The money will fund six major projects that seek to improve services in the region.
Published on: 02-06-2023
California state treasurer Fiona Ma announced recently that the California Health Facilities Financing Authority (CHFFA) has awarded US$135 million in grant funding to Loma Linda University Children’s Hospital (LLUCH) — the single largest distribution that CHFFA has ever given — through the Children’s Hospital Program of 2018, to fund six major projects:
The construction of a new pediatric Medical Office Building, which will house 23 existing subspecialty clinics under one roof, with an increased number of exam rooms, allowing LLUCH to see approximately 15,000 additional pediatric patients annually.
Expansion of the neonatal intensive care unit (NICU), which will add nine single-bed NICU rooms at LLUCH and increase capacity to serve an additional 150 NICU patients annually.
The relocation and expansion of the Pediatric Hematology/Oncology Infusion Center, which will increase the number of pediatric infusion chairs, exam rooms, and infusion beds, and will allow LLUCH to go from completing 9,000 infusions annually to 11,700.
Renovation of the pediatric Operating Rooms that are more than 30 years old.
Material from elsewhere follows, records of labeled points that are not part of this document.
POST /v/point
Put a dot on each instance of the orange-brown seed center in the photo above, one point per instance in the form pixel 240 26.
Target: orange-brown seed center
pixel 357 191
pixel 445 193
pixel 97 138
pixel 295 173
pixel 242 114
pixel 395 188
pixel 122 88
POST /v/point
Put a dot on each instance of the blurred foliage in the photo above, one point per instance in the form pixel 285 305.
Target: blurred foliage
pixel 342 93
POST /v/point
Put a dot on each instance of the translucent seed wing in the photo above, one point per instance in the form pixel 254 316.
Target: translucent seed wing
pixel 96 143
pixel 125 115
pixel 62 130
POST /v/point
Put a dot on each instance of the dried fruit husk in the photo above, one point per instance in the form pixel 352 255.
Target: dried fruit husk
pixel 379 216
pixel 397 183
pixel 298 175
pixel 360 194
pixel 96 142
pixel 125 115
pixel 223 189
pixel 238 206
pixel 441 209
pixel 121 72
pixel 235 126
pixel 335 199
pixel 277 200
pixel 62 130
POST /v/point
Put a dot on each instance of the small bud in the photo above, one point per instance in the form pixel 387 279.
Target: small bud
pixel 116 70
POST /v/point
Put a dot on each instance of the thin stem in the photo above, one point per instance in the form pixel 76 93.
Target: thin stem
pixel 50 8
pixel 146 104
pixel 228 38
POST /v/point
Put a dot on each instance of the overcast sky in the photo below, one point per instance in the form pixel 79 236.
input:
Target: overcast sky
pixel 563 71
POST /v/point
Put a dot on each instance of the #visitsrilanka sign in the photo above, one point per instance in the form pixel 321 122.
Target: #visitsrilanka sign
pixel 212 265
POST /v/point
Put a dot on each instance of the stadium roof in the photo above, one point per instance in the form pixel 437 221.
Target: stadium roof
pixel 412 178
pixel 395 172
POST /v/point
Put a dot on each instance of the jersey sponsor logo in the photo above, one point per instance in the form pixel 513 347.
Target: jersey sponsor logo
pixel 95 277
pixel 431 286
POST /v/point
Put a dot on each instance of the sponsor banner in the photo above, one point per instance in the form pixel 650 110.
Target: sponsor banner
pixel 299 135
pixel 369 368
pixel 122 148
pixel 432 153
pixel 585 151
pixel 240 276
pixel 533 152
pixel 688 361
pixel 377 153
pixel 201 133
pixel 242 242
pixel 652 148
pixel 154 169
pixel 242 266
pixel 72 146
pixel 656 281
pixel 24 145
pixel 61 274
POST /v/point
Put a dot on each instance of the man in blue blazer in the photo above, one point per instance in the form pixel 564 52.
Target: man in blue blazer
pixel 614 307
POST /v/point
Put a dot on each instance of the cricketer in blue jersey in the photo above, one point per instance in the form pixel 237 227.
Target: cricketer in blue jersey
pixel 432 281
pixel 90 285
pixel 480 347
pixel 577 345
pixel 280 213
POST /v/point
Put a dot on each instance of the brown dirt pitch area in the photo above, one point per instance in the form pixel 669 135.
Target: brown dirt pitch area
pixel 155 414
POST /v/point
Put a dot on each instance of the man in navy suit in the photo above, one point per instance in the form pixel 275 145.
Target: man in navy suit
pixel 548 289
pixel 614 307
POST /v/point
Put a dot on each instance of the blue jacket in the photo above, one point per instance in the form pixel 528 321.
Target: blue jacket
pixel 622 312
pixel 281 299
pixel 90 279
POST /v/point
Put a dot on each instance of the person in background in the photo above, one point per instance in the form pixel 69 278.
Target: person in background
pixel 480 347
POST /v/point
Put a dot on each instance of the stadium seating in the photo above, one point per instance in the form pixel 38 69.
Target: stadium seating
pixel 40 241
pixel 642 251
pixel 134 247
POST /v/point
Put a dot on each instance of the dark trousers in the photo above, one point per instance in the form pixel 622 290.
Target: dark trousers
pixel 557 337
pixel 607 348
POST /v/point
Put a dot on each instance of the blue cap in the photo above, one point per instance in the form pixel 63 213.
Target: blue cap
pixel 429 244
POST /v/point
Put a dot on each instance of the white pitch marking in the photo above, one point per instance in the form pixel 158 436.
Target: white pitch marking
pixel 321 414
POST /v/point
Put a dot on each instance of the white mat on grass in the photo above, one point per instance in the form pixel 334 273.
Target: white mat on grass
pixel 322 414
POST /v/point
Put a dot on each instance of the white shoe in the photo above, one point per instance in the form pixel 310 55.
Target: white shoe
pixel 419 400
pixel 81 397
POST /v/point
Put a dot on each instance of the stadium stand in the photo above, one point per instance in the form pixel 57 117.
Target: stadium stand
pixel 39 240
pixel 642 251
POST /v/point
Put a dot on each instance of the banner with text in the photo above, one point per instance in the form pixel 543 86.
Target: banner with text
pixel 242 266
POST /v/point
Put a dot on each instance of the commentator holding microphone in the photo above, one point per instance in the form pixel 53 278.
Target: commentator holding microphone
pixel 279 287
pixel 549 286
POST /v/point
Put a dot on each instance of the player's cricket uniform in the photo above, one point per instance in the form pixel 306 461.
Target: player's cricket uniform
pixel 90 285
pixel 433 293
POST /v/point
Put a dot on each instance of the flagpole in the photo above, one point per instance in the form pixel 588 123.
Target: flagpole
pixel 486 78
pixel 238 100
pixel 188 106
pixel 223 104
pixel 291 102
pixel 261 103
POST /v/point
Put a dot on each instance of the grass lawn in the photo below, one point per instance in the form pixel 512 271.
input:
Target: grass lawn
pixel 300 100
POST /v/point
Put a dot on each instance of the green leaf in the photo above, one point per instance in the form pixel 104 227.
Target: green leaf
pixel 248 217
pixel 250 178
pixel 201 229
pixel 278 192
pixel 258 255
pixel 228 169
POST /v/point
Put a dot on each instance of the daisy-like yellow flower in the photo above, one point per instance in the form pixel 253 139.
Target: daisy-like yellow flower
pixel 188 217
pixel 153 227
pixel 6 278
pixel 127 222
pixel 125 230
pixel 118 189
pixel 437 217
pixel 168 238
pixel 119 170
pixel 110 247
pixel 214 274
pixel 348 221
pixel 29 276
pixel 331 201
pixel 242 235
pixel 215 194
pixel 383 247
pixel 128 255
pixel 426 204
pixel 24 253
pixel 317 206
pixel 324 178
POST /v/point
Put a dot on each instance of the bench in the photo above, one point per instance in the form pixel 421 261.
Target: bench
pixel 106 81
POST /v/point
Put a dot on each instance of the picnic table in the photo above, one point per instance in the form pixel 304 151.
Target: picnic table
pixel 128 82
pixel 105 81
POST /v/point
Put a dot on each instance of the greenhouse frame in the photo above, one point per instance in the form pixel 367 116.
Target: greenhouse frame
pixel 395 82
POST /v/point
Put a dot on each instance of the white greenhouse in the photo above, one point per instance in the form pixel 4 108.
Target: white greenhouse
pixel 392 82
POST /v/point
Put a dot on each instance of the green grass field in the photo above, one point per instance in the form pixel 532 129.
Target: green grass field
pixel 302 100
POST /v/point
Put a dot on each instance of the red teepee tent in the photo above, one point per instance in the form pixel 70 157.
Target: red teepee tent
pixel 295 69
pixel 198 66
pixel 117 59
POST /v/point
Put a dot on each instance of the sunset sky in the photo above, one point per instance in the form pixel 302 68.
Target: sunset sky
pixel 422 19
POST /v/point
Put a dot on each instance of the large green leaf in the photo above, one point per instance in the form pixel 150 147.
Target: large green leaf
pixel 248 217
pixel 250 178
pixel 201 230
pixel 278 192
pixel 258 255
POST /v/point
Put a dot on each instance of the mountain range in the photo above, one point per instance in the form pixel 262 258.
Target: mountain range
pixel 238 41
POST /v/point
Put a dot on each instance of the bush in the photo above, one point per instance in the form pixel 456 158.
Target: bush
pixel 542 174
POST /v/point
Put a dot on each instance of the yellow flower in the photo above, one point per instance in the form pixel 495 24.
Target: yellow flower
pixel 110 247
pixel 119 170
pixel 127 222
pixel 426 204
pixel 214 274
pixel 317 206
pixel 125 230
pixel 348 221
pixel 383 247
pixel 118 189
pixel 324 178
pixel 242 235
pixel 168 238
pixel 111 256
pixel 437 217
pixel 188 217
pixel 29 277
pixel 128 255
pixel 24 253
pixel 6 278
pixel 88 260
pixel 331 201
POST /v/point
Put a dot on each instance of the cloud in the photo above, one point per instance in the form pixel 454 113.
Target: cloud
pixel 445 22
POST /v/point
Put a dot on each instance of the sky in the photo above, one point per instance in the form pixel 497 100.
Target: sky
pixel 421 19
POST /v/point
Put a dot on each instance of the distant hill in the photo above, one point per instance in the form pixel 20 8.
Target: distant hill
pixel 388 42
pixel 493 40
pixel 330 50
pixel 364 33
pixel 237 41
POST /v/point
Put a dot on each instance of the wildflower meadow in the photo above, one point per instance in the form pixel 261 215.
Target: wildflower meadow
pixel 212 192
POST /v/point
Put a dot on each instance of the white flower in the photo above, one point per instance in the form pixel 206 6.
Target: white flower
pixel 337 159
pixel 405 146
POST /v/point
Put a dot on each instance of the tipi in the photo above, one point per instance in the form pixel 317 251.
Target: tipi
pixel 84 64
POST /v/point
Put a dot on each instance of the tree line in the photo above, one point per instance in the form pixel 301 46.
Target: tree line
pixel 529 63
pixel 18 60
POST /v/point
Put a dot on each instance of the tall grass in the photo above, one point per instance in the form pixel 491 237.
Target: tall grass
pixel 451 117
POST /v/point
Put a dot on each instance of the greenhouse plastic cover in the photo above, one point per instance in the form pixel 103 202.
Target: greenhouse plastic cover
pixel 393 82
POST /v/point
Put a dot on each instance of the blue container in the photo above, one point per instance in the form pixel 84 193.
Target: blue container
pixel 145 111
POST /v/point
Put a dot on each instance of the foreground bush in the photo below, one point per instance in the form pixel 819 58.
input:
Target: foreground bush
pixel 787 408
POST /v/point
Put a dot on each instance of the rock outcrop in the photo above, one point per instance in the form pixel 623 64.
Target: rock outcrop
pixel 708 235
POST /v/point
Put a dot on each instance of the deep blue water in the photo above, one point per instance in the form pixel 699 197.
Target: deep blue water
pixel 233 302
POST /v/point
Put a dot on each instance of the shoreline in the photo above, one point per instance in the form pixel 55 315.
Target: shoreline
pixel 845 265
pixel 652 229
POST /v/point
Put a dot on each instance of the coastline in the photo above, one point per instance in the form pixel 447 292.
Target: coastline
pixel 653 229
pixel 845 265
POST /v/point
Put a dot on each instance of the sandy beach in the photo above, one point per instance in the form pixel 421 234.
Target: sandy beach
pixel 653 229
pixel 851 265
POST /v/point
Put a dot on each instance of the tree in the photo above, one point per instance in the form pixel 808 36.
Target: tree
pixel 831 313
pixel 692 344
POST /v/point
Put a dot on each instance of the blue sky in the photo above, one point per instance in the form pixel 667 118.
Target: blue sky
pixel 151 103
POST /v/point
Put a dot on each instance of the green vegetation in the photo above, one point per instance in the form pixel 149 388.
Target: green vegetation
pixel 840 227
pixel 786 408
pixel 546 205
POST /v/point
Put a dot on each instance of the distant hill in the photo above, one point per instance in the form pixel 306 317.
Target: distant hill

The new equipment and renovation materials to be used will decrease cleaning time between surgeries and will allow LLUCH to serve approximately 250 more pediatric patients annually.
The addition of a new 48-bed pediatric Psychiatric Inpatient Unit, which will provide intensive care treatment in a safe and controlled environment and expects to have 2,615 admissions annually.
The reimbursement of eligible pediatric equipment including, but not limited to, a surgical robot used for pediatric minimally invasive surgeries, allowing the performance of surgeries with greater accuracy and precision.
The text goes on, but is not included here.